A versatile central midfielder, Dorsch has been likened to both Bastian Schweinsteiger and Toni Kroos. He seems to combine the talents of both. Like Kroos, he's a brilliant distributor of the ball and, despite possessing understandable strengths and weaknesses, is capable of playing in any central-midfield role so long as there are suitable complements around him.
Whether as a deep-sitting playmaker, a box-to-box player or an advanced playmaker, Dorsch can do it all. He's one of a new breed of central midfielders in the post-Makelele specialists era who possess the versatility to be used in a variety of roles, such as Kroos, Ilkay Gundogan and Thiago Alcantara.

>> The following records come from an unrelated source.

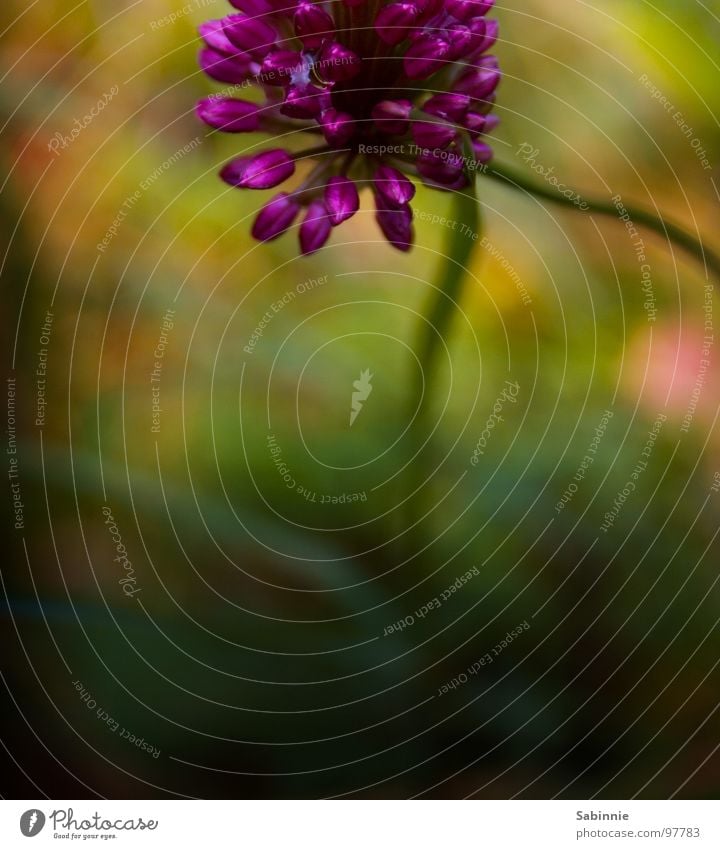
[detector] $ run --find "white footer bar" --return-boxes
[3,800,718,848]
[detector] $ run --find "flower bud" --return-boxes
[252,193,300,241]
[300,199,332,254]
[325,176,360,225]
[221,149,295,189]
[374,165,415,206]
[197,97,261,132]
[374,4,418,45]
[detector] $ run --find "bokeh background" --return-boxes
[3,0,720,798]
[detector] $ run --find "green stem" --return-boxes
[485,160,720,281]
[399,184,481,556]
[414,185,482,417]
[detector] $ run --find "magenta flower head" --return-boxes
[197,0,500,254]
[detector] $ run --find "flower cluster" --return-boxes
[197,0,500,253]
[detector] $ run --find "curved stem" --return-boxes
[485,160,720,281]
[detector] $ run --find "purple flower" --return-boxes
[198,0,500,252]
[294,2,334,49]
[371,99,412,135]
[411,119,457,150]
[300,199,333,255]
[319,108,355,147]
[375,4,418,45]
[375,197,414,251]
[374,165,415,206]
[252,193,301,241]
[223,15,278,56]
[197,97,261,132]
[220,149,295,189]
[325,176,359,225]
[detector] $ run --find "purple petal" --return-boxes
[199,20,235,53]
[480,18,499,52]
[230,0,297,16]
[197,97,261,132]
[294,2,335,48]
[317,42,362,82]
[260,50,304,85]
[221,149,295,189]
[374,165,415,206]
[223,14,277,58]
[199,47,257,84]
[468,16,498,54]
[403,37,449,80]
[454,55,501,99]
[463,111,488,134]
[411,119,456,150]
[252,192,300,241]
[230,0,274,13]
[300,199,332,255]
[324,176,359,225]
[464,112,500,137]
[444,24,472,60]
[446,0,494,23]
[280,84,330,118]
[472,140,493,163]
[459,93,496,118]
[417,148,468,189]
[482,113,500,133]
[374,4,418,46]
[371,99,412,134]
[422,92,470,122]
[375,196,413,251]
[319,108,356,146]
[271,0,301,12]
[414,0,443,23]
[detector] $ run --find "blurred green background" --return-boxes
[3,0,720,798]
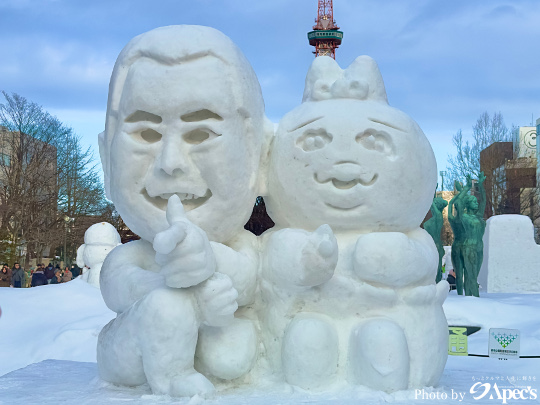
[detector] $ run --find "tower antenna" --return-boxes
[307,0,343,59]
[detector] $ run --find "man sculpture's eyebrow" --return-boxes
[180,109,223,122]
[288,116,323,132]
[124,110,162,124]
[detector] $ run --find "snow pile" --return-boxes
[479,215,540,293]
[0,278,115,376]
[0,282,539,404]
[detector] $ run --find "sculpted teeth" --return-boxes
[332,179,357,190]
[314,173,379,188]
[142,189,212,211]
[159,192,199,200]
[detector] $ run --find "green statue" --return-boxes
[422,195,448,283]
[448,182,465,295]
[448,173,486,297]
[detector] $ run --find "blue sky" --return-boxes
[1,0,540,186]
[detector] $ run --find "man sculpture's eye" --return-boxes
[296,129,332,152]
[183,128,221,145]
[123,123,162,144]
[139,129,162,143]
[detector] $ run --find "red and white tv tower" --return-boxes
[307,0,343,59]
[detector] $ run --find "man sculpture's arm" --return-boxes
[210,231,259,307]
[100,241,165,314]
[101,195,237,326]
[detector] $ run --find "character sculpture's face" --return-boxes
[266,99,436,233]
[107,57,258,243]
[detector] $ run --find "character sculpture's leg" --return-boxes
[348,318,409,392]
[281,313,339,390]
[97,287,214,397]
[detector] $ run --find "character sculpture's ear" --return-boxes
[257,116,276,197]
[302,55,388,104]
[98,131,111,199]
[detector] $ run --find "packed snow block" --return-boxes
[479,215,540,293]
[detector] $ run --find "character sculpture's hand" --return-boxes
[265,224,338,288]
[153,195,216,288]
[196,272,239,327]
[299,224,339,286]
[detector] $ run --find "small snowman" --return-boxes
[77,222,121,287]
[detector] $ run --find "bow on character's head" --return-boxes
[302,55,388,104]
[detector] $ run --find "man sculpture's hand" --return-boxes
[153,195,216,288]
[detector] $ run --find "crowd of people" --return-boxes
[0,262,82,288]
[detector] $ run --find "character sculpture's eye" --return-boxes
[296,129,332,152]
[356,129,394,157]
[183,128,221,145]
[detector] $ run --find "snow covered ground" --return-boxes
[0,281,539,404]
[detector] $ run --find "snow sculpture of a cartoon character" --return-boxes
[261,56,449,392]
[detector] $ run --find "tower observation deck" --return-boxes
[308,0,343,59]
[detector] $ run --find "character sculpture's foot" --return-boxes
[349,318,409,392]
[282,314,338,390]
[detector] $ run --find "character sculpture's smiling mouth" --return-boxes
[314,172,378,188]
[313,169,378,210]
[142,189,213,211]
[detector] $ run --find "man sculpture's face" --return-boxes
[108,57,258,243]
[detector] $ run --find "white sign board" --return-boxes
[489,328,520,360]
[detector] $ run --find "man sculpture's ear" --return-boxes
[98,131,111,199]
[257,117,275,197]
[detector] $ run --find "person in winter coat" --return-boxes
[0,265,12,287]
[11,263,25,288]
[61,266,72,283]
[44,264,55,283]
[31,266,48,287]
[50,270,63,284]
[71,264,81,279]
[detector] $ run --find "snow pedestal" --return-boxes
[479,215,540,293]
[2,356,539,405]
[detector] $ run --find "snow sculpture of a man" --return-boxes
[76,222,121,287]
[97,25,269,397]
[261,56,449,392]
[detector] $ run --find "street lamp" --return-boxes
[440,171,447,192]
[63,216,74,267]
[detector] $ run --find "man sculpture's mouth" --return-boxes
[142,189,212,211]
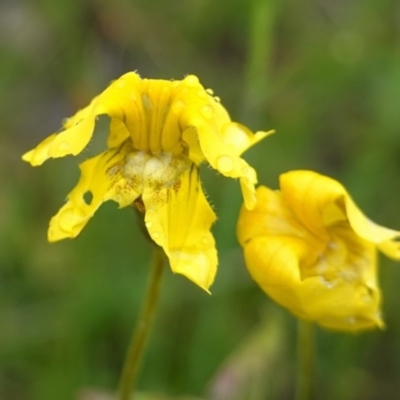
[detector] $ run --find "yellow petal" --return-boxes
[181,126,205,165]
[62,96,99,129]
[107,118,131,148]
[244,235,382,332]
[142,164,217,291]
[47,110,97,159]
[192,120,260,209]
[22,72,143,165]
[237,185,313,246]
[279,170,345,239]
[344,196,400,259]
[22,133,57,166]
[219,123,274,156]
[48,142,140,242]
[22,100,99,165]
[49,73,142,159]
[280,170,400,260]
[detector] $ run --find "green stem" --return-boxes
[118,245,165,400]
[295,319,314,400]
[242,0,276,125]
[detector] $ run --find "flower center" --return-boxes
[122,149,192,194]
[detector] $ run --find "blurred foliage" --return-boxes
[1,0,400,399]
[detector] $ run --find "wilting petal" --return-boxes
[48,141,140,242]
[244,235,382,331]
[142,165,217,291]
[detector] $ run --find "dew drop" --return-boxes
[217,155,234,173]
[201,105,214,119]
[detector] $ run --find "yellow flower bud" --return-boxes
[237,170,400,331]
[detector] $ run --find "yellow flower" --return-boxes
[237,170,400,331]
[23,72,273,292]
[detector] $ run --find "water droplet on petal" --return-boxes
[201,105,214,119]
[146,221,153,228]
[217,155,234,173]
[58,141,70,152]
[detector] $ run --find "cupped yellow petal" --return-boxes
[48,141,140,242]
[244,235,382,331]
[280,170,400,259]
[279,170,346,239]
[142,164,217,292]
[237,185,324,265]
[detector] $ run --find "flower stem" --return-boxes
[118,245,165,400]
[242,0,277,125]
[295,319,314,400]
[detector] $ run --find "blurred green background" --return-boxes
[1,0,400,399]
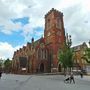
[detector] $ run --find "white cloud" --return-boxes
[0,0,23,35]
[63,1,90,46]
[0,42,22,60]
[1,21,22,35]
[0,0,90,59]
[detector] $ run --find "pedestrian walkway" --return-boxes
[0,74,90,90]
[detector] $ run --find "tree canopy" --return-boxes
[82,48,90,63]
[4,58,12,73]
[58,43,73,72]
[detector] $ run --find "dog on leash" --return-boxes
[64,77,70,83]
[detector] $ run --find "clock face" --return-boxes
[47,32,51,36]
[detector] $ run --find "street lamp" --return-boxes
[88,40,90,46]
[66,33,72,73]
[66,33,72,48]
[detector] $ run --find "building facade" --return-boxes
[72,42,88,72]
[12,8,66,74]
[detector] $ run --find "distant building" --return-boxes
[12,8,66,74]
[72,42,89,72]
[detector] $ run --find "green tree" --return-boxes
[0,59,4,71]
[66,49,73,70]
[86,48,90,59]
[58,44,73,74]
[0,61,2,68]
[4,58,12,73]
[82,48,90,63]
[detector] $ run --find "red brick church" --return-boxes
[12,8,66,74]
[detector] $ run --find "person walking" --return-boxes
[0,71,2,79]
[80,71,83,78]
[70,72,75,84]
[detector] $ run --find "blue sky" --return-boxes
[0,17,29,47]
[12,17,29,26]
[0,0,90,59]
[0,17,44,47]
[0,31,24,47]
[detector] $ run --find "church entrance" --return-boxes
[40,63,44,73]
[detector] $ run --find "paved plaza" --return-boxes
[0,73,90,90]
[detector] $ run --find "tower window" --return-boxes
[47,18,50,29]
[56,17,62,29]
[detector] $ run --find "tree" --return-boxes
[58,43,73,74]
[4,58,12,73]
[66,49,73,70]
[0,61,2,69]
[86,48,90,59]
[82,48,90,63]
[0,59,4,71]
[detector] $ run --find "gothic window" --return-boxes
[37,46,48,60]
[47,18,51,30]
[40,49,42,59]
[45,50,47,60]
[41,49,43,59]
[42,49,45,60]
[37,48,41,60]
[38,49,43,60]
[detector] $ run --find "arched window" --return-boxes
[43,49,47,60]
[43,49,44,59]
[41,49,43,60]
[37,48,48,60]
[56,17,62,29]
[37,48,41,60]
[45,49,47,59]
[46,18,51,30]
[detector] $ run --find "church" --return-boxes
[12,8,66,74]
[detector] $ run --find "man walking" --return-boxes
[0,71,2,79]
[70,72,75,84]
[80,71,83,78]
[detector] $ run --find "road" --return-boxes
[0,73,90,90]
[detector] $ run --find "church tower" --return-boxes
[44,8,65,71]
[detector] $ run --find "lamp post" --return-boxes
[89,40,90,46]
[66,33,72,73]
[66,33,72,48]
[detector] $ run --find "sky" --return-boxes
[0,0,90,60]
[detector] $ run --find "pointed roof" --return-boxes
[72,42,88,51]
[45,8,63,18]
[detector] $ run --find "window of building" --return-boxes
[47,18,51,30]
[45,50,47,59]
[37,48,48,60]
[56,17,62,29]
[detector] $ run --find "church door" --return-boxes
[40,63,44,73]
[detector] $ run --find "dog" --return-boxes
[64,77,70,83]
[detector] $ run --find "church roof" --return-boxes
[45,8,63,18]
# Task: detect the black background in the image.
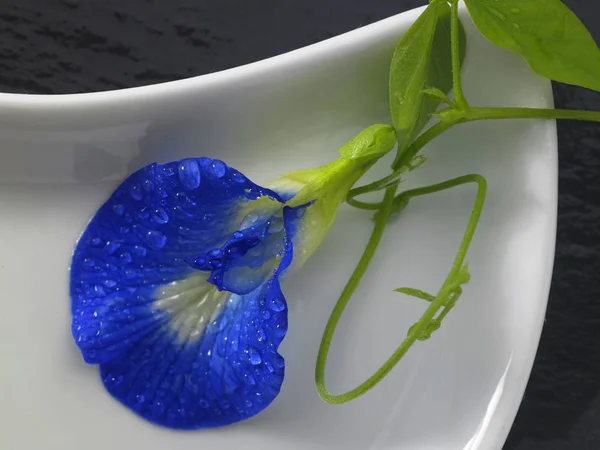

"Niklas Dorsch (17), considered to be Bayern's biggest talent, finally made his comeback after a serious tibia injury. pic.twitter.com/2fZ5lHDDVj
— Acer (@Halbverteidiger) September 26, 2015"
Speaking to the official website of the DFB, the body's technical and tactical trainer Marcel Lucassen described Dorsch as a "connecting player" who can receive the ball with his back to goal and already know how to turn and speed up the flow of the game. It's a skill he described as "indispensable" for a midfielder.
According to the same report, Dorsch became friends with Kroos during the latter's stay at Bayern and has kept in touch with him since the 25-year-old moved to Real Madrid in 2014. Dorsch idolizes Kroos, and it's easy to see the World Cup winner's influence on the youngster's style of play.
Dorsch and Kroos aren't entirely alike, however. Whereas the Real man is often criticized for being nonchalant and lacking aggression, Dorsch is more Schweinsteiger-like in that he's much more combative in the center. He's one of just three 1998-born players in the Bayern reserves and often faces off against players much older than himself. Yet Dorsch—who has a tattoo on his arm reading: "Today I will do what others won't, so tomorrow I can do what others can't"—is anything but shy.
This attitude makes him a natural leader, and he was named captain of the Bayern under-17 team last season. However, his aggression is not without some downsides. His lack of discipline has got him into trouble; Dorsch has been shown the yellow card in each of the last seven matches he's appeared in, including one match in which he was sent off for two bookable offenses. That's the kind of record that would make even Mark van Bommel raise an eyebrow.
Yet if he learns to contain it, such a fiery nature can be a big boost to a player's game. Fans may recall Bayern's January friendly with Karlsruhe, in which Dorsch replaced David Alaba for the final quarter of the game. The youngster turned many heads, including that of teammate Jerome Boateng, who pointed out that he not only played well but was the most aggressive player on the pitch, per Bild.
Central-midfield prospects have come and gone at Bayern in recent years, with Pierre Hojbjerg and Gianluca Gaudino's profiles rising and falling before both were sent on loan, neither enjoying quite as much success as Kroos or Alaba had when they briefly left Bayern to earn more playing time and develop.
Still, there is good reason to believe in the potential for Dorsch to have more success than his predecessors. The youngster finished runner-up in his age group for the Fritz Walter Medal last spring, winning the silver medal for the under-17 level.
The awards are given to the best German youth performers, with some big names among their recipients. Previous under-17 silver medalists include Schalke starlet Max Meyer, a capped Germany international, and Julian Brandt, who at 19 is closing in on 100 senior appearances for Bayer Leverkusen.
The fact Dorsch managed to claim the silver despite injury limiting his chances to show his quality when the spotlight was on speaks well of his potential and how highly he's regarded among the DFB staff.
The key for Dorsch is to follow the motto written on his arm—to keep striving for greatness in the present so he'll one day be able to do what no one else can. He's already recovered from a devastating fracture and come back strongly. If he keeps up his effort, there's no reason he won't be able to following in the footsteps of his idol, Kroos, and breaking into the senior Bayern and Germany teams.